Forum Moderators: coopster

Message Too Old, No Replies

regex help

unable to fetch out text from html

         

phparion

6:35 am on Nov 20, 2007 (gmt 0)

WebmasterWorld Senior Member 10+ Year Member Top Contributors Of The Month



Hi

I have a html output which is long and tables' net. The chunk of html, I am interested in, looks like below,

1 - it starts with a font tag as

<font color="#000000">

2 - then there is a lot of html including <br> tags, alphabets, digits, hyperlinks, + sign and other symbols.

3 - My interested code ends on a word "rollnumber"

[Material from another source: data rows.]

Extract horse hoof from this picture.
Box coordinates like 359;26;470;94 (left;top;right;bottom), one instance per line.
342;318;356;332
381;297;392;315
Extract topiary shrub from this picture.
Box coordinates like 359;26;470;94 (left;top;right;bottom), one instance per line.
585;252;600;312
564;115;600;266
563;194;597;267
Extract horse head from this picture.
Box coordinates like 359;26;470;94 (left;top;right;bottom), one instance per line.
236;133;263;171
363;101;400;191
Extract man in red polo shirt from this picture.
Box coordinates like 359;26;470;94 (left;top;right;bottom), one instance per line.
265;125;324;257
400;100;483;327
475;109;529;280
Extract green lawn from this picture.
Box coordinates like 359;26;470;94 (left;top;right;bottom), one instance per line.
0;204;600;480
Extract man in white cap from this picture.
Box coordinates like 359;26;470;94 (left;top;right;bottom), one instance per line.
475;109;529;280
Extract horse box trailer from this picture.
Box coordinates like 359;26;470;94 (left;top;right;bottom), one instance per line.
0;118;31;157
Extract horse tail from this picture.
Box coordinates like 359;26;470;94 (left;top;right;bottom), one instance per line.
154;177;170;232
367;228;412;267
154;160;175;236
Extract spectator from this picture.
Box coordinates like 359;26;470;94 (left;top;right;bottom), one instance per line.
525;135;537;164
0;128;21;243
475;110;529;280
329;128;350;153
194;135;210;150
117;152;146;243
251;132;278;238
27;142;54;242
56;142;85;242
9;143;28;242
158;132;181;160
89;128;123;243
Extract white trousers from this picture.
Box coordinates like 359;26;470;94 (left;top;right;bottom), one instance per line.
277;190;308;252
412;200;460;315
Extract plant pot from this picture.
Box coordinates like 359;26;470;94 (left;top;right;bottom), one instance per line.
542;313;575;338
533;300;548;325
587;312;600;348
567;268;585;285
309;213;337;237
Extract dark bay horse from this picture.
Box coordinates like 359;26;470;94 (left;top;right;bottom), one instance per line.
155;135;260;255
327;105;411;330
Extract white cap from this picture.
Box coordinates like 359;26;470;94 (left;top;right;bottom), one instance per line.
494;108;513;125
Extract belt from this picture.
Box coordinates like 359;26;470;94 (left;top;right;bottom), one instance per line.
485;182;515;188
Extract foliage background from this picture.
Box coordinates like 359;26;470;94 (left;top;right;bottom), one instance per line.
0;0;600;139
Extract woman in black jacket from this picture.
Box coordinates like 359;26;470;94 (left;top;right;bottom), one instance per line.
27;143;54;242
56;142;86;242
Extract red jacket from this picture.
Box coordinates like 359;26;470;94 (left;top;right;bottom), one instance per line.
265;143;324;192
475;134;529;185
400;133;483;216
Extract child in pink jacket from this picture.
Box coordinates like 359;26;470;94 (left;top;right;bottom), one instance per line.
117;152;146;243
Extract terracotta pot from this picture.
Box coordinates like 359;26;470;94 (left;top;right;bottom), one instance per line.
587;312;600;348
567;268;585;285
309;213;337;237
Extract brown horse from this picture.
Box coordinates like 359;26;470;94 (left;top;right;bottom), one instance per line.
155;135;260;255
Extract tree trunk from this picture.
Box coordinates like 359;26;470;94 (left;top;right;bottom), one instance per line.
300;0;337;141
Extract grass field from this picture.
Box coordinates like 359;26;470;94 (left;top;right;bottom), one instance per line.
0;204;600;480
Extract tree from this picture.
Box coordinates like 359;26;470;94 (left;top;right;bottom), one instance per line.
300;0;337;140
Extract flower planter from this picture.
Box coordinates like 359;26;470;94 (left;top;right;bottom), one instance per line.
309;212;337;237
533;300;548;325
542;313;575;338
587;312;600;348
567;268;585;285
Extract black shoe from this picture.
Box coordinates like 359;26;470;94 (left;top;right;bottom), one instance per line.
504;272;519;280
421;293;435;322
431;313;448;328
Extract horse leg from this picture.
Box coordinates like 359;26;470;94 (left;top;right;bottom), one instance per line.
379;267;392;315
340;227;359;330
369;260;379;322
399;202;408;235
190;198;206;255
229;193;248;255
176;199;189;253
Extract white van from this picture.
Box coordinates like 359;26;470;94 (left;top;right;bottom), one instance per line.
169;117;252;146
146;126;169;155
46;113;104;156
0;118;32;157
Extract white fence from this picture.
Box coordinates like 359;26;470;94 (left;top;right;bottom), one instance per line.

So basically I want to fetch all the code between

<font color="#000000">[anything here]rollnumber

for this I have tried regex as below,

preg_match_all("/color=\"#000000\">[\/\(\)-:<>\w\s]+rollnumber/i",$cnt,$mat);

but the $mat received from this regex is an empty array.

Can anybody help please?

thank you.

adb64

7:14 am on Nov 20, 2007 (gmt 0)

10+ Year Member



Hi phparion,

Maybe the following regex will do the job for you:

preg_match_all("/color=\"#000000\">(.+)rollnumber/iU",$cnt,$mat);

You have to use parenthesis around the expressions you want returned.
I also added the U modifier [php.net] to make it ungreedy.

Regards,
Arjan

ayushchd

11:15 am on Nov 20, 2007 (gmt 0)

10+ Year Member



This should give you everything between <font color="#000000"> and rollnumber :

$start_indicate = '<font color="#000000">';
$contents = substr($file_contents, strpos($file_contents, $start_indicate) + strlen($start_indicate));
$end_indicate = "rollnumber";
$contents = substr($contents, 0, strpos($contents, $end_indicate));

$file_contents will have the ENTIRE output.

Ayush

phparion

4:44 am on Nov 21, 2007 (gmt 0)

WebmasterWorld Senior Member 10+ Year Member Top Contributors Of The Month



thank you very much for your replies. However the solution was very simple for me. I was using $cnt while it was $rawHTML which had the target HTML output :D . silly me....

anyway thanks again